When President Bush talks about the economy, he invariably boasts about good economic growth. But he doesn't acknowledge what is apparent from the census figures: as the very rich get even richer, their gains can mask the stagnation and deterioration at less lofty income levels.

This week's census report showed that income inequality was near all-time highs in 2004, with 50.1 percent of income going to the top 20 percent of households. And additional census data obtained by the Economic Policy Institute show that only the top 5 percent of households experienced real income gains in 2004. Incomes for the other 95 percent of households were flat or falling.

Income inequality is an economic and social ill, but the administration and the Congressional majority don't seem to recognize that.
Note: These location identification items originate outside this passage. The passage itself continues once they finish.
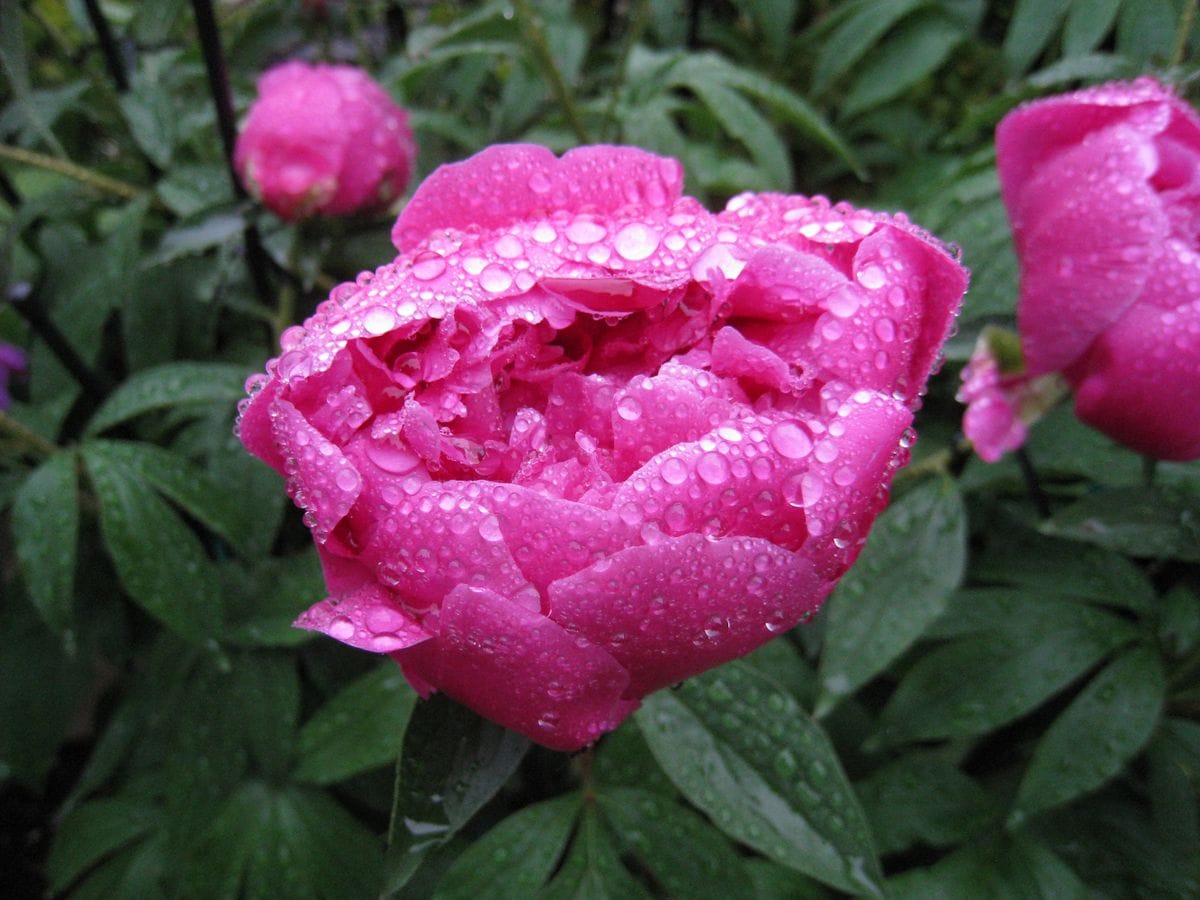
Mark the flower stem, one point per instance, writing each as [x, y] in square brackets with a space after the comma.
[1183, 30]
[1033, 483]
[73, 171]
[537, 36]
[633, 35]
[30, 439]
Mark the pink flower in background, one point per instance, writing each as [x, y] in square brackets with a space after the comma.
[1103, 191]
[12, 359]
[324, 139]
[1002, 400]
[583, 438]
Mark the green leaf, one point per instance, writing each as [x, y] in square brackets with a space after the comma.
[157, 557]
[1035, 22]
[1087, 23]
[514, 859]
[1050, 567]
[997, 869]
[168, 385]
[46, 527]
[453, 762]
[856, 36]
[293, 841]
[40, 689]
[360, 729]
[684, 853]
[977, 683]
[1135, 521]
[743, 123]
[593, 870]
[1104, 727]
[922, 798]
[918, 48]
[624, 760]
[784, 102]
[267, 690]
[741, 749]
[150, 114]
[184, 483]
[95, 831]
[1146, 30]
[912, 561]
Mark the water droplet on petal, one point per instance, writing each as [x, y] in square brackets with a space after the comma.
[378, 321]
[791, 441]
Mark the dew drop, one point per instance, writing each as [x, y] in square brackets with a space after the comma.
[378, 321]
[429, 265]
[791, 441]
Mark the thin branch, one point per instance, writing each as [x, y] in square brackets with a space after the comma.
[532, 25]
[82, 174]
[1183, 30]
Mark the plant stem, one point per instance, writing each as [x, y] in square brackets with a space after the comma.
[1032, 483]
[24, 303]
[82, 174]
[108, 46]
[532, 25]
[633, 35]
[1182, 33]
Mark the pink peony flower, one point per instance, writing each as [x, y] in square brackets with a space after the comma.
[324, 139]
[12, 359]
[1103, 191]
[1002, 400]
[583, 438]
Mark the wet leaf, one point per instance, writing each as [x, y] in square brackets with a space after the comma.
[360, 729]
[515, 858]
[157, 557]
[683, 852]
[1107, 725]
[912, 561]
[453, 762]
[169, 385]
[741, 749]
[46, 526]
[979, 682]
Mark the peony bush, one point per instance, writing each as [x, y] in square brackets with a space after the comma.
[583, 439]
[610, 457]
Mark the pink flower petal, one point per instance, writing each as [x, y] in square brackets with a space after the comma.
[521, 670]
[665, 611]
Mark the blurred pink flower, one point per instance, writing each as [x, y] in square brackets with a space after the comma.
[12, 359]
[1103, 191]
[1002, 400]
[583, 438]
[324, 139]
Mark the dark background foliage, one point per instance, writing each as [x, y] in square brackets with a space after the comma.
[1000, 700]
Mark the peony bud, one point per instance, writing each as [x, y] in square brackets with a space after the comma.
[324, 141]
When Congress returns from its monthlong summer vacation next week, two of the leadership's top priorities include renewing the push to repeal the estate tax, which affects only the wealthiest of families, and extending the tax cuts for investment income, which flow largely to the richest Americans. At the other end of the spectrum, lawmakers have stubbornly refused to raise the minimum wage: $5.15 an hour since 1997. They will also be taking up proposals for deep budget cuts in programs that ameliorate income inequality, like Medicaid, food stamps and federal student loans.

They should be ashamed of themselves.